Our Tiyospaye – extended family
Darby – who works on our computers – was back at work today after becoming a brand new Dad for the first time last week. His wife and son are both doing well. He just needs to have a “man-to-man” talk with his son about keeping it a little quieter in the middle of the night.

Encounters like this remind me that besides the students we serve and friends like you, our staff have family and loved ones that become part of our Tiyospayeextended family.

Author: St. Joseph's Indian School

At St. Joseph's Indian School, our privately-funded programs for Lakota (Sioux) children in need have evolved over 89 years of family partnership, experience and education. Because of generous friends who share tax-deductible donations, Native American youth receive a safe, stable home life; individual counseling and guidance; carefully planned curriculum based on Lakota culture and individual student needs and tools to help build confidence, boost self-esteem and improve cultural awareness. All of this helps children to live a bright, productive, possibility-filled future.

4 thoughts on “Our Tiyospaye – extended family”

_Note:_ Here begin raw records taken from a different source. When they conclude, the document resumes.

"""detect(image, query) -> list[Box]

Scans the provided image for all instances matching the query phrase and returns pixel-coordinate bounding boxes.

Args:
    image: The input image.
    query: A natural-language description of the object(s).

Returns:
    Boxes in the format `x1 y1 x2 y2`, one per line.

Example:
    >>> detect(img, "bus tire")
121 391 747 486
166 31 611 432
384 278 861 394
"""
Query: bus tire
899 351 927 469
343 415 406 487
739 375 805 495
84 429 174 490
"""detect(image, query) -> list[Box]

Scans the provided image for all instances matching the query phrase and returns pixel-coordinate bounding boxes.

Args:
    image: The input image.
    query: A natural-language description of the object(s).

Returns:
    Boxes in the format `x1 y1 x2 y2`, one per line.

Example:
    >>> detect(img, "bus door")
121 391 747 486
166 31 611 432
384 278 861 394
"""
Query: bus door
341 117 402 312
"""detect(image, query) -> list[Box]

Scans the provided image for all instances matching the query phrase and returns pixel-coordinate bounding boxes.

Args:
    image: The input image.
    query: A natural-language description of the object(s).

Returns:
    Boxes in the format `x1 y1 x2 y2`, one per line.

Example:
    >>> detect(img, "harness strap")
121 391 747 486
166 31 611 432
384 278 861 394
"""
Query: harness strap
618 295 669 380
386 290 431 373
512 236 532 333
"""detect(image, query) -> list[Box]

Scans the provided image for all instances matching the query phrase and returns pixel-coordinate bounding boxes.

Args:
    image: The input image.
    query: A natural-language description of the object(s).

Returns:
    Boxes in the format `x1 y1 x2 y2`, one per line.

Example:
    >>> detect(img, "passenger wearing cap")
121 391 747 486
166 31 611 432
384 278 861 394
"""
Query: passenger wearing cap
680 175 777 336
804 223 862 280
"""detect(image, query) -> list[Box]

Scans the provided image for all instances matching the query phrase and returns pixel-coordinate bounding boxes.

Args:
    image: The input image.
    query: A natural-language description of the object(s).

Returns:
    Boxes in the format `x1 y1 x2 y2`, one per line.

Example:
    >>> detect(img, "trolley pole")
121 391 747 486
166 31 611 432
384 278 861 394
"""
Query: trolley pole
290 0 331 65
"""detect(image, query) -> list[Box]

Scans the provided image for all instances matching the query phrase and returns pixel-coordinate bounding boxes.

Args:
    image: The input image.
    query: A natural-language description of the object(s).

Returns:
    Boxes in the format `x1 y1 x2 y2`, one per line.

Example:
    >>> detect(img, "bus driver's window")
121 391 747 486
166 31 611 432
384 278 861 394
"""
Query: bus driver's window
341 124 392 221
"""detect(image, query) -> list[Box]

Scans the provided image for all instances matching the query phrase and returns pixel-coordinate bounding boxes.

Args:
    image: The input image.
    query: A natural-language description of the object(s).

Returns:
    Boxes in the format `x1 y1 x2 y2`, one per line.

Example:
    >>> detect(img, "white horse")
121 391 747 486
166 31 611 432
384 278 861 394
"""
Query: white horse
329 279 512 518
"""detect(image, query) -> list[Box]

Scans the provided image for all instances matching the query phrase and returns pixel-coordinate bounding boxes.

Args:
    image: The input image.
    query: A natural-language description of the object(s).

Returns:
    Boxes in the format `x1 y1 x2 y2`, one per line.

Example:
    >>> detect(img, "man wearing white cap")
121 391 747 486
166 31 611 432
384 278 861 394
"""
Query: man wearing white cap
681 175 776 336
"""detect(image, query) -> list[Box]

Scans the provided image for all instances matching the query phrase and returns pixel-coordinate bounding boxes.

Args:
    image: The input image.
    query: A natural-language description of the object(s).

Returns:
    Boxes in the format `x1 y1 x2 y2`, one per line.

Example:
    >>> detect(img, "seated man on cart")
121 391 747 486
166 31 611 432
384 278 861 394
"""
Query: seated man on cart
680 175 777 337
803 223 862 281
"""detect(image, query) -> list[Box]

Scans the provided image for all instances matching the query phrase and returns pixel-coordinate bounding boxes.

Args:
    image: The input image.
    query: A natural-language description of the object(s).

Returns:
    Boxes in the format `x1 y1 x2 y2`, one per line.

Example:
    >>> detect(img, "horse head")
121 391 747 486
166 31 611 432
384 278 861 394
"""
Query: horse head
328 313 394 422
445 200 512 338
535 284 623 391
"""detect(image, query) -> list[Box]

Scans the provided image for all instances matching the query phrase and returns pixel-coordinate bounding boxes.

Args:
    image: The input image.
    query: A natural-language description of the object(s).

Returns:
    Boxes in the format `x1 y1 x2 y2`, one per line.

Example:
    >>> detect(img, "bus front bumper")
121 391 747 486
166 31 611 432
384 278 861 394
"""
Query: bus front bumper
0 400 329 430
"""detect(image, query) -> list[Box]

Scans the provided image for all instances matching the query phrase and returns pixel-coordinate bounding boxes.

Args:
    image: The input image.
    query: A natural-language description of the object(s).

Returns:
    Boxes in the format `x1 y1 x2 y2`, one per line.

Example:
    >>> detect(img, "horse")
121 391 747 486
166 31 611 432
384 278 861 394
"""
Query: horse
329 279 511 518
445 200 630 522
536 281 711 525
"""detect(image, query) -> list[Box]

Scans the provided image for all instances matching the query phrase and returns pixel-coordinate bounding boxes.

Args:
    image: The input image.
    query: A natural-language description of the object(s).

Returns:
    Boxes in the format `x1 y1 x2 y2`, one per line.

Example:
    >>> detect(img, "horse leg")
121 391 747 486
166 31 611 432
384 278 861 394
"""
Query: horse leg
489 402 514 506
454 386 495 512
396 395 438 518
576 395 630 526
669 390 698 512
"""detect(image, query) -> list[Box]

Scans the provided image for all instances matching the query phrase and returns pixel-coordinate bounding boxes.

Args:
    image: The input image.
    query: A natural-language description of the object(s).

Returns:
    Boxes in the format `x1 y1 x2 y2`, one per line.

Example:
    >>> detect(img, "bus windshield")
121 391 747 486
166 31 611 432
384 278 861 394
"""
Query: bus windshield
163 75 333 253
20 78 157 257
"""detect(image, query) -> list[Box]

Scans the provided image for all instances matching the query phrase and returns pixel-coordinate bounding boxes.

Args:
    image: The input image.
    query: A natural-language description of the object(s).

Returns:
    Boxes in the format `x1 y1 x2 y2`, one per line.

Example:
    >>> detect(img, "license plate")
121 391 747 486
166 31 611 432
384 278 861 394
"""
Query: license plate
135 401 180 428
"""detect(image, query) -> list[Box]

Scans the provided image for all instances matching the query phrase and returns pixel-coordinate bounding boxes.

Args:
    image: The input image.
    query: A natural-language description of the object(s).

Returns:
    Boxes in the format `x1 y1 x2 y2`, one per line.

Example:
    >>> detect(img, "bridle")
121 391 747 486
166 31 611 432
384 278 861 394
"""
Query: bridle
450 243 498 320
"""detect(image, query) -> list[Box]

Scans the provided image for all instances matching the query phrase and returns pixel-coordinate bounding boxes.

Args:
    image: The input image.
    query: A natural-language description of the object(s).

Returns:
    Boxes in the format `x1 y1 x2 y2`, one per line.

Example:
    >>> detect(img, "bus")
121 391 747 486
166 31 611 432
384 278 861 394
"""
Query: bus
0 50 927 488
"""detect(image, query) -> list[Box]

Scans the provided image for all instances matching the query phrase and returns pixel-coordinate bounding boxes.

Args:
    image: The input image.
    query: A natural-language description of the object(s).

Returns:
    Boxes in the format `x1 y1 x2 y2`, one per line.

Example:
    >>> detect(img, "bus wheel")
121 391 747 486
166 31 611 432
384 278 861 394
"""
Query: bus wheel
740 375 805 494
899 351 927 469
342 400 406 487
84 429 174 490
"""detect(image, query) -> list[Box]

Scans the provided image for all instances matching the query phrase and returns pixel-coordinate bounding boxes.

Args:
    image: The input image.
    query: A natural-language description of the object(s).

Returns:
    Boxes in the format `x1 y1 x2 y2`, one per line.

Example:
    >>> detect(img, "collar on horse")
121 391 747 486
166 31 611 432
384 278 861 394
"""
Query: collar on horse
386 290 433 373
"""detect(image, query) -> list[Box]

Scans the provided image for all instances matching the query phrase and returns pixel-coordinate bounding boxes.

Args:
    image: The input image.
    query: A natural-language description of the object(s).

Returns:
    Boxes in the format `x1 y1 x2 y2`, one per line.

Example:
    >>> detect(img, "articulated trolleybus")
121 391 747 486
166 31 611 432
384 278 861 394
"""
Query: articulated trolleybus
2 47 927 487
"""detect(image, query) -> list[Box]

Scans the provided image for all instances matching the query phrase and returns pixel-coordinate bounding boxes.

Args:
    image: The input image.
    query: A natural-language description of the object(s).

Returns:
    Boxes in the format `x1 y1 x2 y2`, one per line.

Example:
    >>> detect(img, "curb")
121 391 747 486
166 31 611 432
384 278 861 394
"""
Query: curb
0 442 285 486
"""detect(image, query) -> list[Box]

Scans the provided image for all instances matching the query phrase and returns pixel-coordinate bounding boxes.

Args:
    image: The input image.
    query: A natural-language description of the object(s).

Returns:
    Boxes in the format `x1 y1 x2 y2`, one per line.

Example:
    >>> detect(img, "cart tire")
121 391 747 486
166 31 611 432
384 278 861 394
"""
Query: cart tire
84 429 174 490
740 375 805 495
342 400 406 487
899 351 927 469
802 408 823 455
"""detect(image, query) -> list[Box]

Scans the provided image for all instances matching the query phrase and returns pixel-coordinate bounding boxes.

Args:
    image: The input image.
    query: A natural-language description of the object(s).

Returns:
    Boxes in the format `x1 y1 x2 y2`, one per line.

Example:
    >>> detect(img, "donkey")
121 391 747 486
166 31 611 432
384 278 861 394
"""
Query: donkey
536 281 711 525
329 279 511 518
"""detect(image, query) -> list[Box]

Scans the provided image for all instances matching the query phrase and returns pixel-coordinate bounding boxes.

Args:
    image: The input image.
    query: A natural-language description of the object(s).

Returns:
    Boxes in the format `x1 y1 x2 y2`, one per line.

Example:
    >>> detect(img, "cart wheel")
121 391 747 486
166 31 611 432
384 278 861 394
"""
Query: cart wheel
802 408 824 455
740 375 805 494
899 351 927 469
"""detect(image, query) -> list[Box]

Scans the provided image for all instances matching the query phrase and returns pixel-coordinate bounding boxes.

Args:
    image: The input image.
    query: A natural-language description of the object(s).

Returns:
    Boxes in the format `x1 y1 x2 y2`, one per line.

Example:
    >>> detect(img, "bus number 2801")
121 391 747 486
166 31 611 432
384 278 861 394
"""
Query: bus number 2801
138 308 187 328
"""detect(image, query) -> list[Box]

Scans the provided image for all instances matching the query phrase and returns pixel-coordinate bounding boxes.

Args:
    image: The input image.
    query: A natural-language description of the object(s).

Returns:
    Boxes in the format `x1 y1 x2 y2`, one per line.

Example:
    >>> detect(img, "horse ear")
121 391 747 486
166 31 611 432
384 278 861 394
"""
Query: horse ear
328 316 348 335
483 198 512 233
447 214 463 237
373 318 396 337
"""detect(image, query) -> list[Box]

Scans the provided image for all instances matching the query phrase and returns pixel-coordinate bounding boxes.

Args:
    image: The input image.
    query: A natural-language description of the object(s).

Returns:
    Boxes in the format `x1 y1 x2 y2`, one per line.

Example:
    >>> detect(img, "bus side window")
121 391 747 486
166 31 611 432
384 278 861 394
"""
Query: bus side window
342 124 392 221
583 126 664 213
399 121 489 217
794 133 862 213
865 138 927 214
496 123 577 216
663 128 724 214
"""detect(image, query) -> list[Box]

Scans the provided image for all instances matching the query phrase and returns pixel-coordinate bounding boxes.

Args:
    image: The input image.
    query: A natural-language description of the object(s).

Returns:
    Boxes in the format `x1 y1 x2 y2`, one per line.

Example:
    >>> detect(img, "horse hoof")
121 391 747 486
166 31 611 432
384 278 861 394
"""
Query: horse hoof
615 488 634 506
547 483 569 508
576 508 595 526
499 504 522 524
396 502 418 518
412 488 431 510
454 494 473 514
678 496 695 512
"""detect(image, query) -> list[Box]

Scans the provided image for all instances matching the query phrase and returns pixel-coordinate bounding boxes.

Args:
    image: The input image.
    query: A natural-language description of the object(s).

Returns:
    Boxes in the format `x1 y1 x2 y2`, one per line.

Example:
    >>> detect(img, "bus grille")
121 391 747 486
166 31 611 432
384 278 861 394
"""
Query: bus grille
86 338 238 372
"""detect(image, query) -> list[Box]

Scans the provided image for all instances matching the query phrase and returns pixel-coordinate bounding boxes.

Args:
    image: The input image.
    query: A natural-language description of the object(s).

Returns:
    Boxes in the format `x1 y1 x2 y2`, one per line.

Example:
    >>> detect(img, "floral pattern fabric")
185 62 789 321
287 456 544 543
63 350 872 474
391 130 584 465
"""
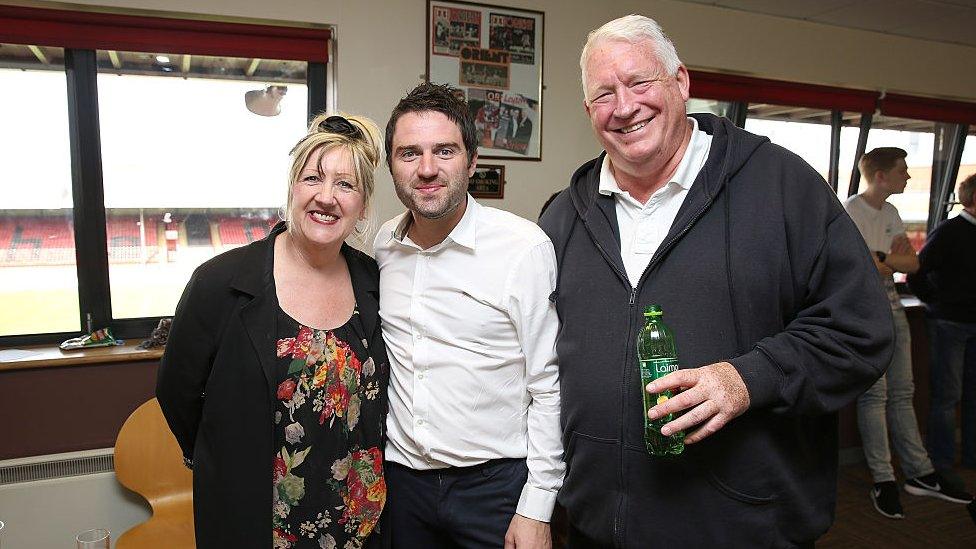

  1. I LOVE reading about the wonderful things that are taking place. I am so happy that the blood test are where they should be. Life is BEAUTIFUL, if we would only learn that there is BEAUTY in ALL created; as it was created with LOVE. Patience is the greatest VIRTUE, and our children teach us patience.
    GOD BLESS’-
    Cynthia

  2. TOLD YOU ALL I AM FROM MO MULE STATE. I FOUND OUT I,VE BEEN WALKING ON A BROKAN BONE BELOW MY LEFT KNEE TWO WEEKS NEVEN

  3. Yeppers..Children teach us a lot. And look how many you have, Fr. Steve ! That is the reason you are so dad gum smart..! You are right in the middle of the most important University on Earth..!
    But only God issues the official degree from there. It takes awhile to earn..BUT we understand it is well worth the time spent..
    Prayers,
    Always,
    Mia and Bob

  4. Dear Fr. Steve,

    Hope that soesn’t mean bad news for you. Glad your numbers came back down.

    Congratulations to Darby and his wife on the arrival of their new son.

    Love to all and as always our prayers are with you and all in our extended family. We’re happy to welcome Darby, his wife and new son into that extended family.